Cross validation¶

Validation experiments are not used in model calibration. Instead the objective function is evaluated on validation data to see if the model can predict data it has not already seen. This can then be used as stopping criteria for the algorithm as we give a threshold for the closeness of the validation fits to simulations. This idea is common practice in machine learning and is used to prevent overfitting.

Cross validation is a new feature of pycotools3 but has been supported by COPASI for some years. The idea is to rotate calibration and validation datasets until you have tried all the combinations.

Cross validation can help identify datasets which do and don’t fit well together.

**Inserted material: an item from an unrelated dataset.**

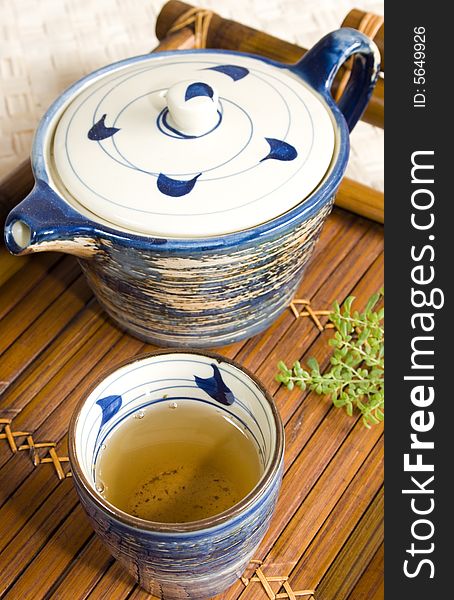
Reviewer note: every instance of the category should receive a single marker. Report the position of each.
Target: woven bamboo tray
(326, 535)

Here we create a model, simulate 3 datasets, make a data set up and use cross validation to infer the dataset that is made up.

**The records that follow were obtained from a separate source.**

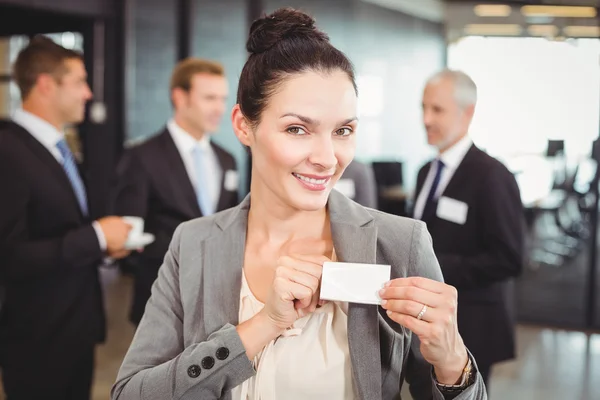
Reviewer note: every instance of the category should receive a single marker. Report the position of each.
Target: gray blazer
(361, 178)
(187, 347)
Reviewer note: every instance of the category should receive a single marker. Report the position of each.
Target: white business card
(353, 282)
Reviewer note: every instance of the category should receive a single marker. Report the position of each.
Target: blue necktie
(73, 174)
(202, 189)
(431, 202)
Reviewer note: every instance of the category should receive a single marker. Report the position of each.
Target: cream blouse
(309, 360)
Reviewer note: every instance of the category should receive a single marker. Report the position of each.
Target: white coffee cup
(137, 227)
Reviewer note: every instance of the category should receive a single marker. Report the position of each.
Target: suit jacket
(195, 305)
(153, 184)
(48, 258)
(359, 179)
(482, 256)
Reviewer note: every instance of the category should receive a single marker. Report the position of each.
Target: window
(532, 90)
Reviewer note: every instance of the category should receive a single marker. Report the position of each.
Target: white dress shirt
(186, 144)
(49, 136)
(451, 158)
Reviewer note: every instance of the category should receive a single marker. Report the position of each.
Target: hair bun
(285, 23)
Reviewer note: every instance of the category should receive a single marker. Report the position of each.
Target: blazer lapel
(455, 184)
(355, 240)
(178, 176)
(223, 269)
(51, 162)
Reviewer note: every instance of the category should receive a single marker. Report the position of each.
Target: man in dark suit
(473, 210)
(53, 313)
(179, 174)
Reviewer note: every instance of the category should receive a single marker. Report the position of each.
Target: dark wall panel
(220, 33)
(151, 55)
(82, 7)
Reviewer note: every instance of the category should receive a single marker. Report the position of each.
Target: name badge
(452, 210)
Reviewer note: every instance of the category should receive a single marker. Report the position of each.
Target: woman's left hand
(429, 309)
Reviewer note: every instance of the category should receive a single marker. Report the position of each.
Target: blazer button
(194, 371)
(222, 353)
(208, 362)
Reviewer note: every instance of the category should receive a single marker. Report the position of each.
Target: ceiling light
(492, 10)
(559, 11)
(493, 29)
(581, 31)
(542, 30)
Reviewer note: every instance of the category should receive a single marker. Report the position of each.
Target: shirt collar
(185, 141)
(453, 156)
(39, 128)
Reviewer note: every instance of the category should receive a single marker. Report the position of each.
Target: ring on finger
(422, 313)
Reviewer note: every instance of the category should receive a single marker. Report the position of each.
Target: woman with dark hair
(235, 312)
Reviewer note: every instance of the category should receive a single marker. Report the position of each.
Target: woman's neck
(274, 222)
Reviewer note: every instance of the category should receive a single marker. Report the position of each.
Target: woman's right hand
(295, 289)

# imports and create our antimony model string
from pycotools3 import model, tasks

working_directory = os.path.abspath('')
antimony_string =  '''
    model negative_feedback()
        // define compartments
        compartment cell = 1.0
        //define species
        var A in cell
        var B in cell
        //define some global parameter for use in reactions
        vAProd = 0.1
        kADeg  = 0.2
        kBProd = 0.3
        kBDeg  = 0.4
        //define initial conditions
        A      = 0
        B      = 0
        //define reactions
        AProd:  => A; cell*vAProd
        ADeg: A =>  ; cell*kADeg*A*B
        BProd:  => B; cell*kBProd*A
        BDeg: B =>  ; cell*kBDeg*B
    end
    '''

# Create string to where we want to copasi model to go
copasi_file = os.path.join(os.path.dirname(__file__), 'negative_fb.cps')
mod = model.loada(antimony_string, copasi_file )  # create the pycotools model

# create some filenames for experimental data
tc_fname1 = os.path.join(working_directory, 'timecourse1.txt')
tc_fname2 = os.path.join(working_directory, 'timecourse2.txt')
ss_fname1 = os.path.join(working_directory, 'steady_state1.txt')
ss_fname2 = os.path.join(working_directory, 'steady_state2.txt')

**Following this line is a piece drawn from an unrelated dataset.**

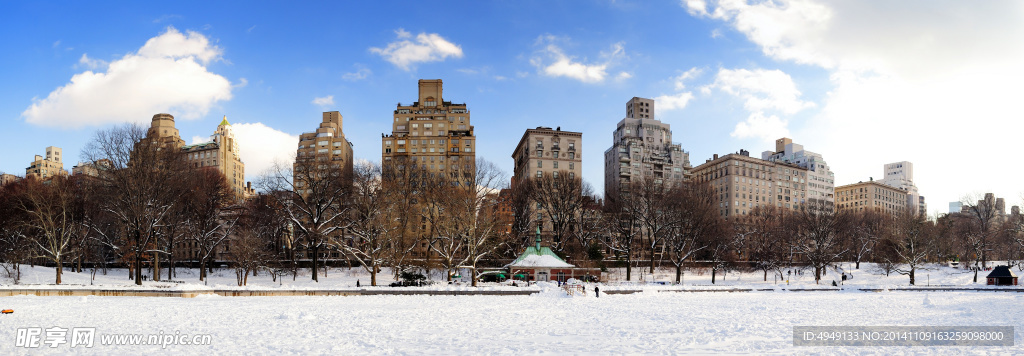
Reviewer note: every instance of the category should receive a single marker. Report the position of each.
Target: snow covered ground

# simulate/create some experimental data
model.simulate(0, 5, 0.1, report_name=self.tc_fname1)
model.simulate(0, 10, 0.5, report_name=self.tc_fname2)
dct1 = {
    'A': 0.07,
    'B': 0.06,
    'C': 2.8
}
dct2 = {
    'A': 846,
    'B': 697,
    'C': 739
}
ss1 = pandas.DataFrame(dct1, index=[0])
ss1.to_csv(self.ss_fname1, sep='\t', index=False)
ss2 = pandas.DataFrame(dct2, index=[0])
ss2.to_csv(self.ss_fname2, sep='\t', index=False)

experiments = [ss1, ss2]

Configuring a cross validation experiment is similar to running parameter estimation or profile likelihoods: the difference is that you use context=’cv’ as argument to ParameterEstimation.Context.

with tasks.ParameterEstimation.Context(
    model, experiments, context='cv', parameters='gm'
) as context:
    context.set('randomize_start_values', True)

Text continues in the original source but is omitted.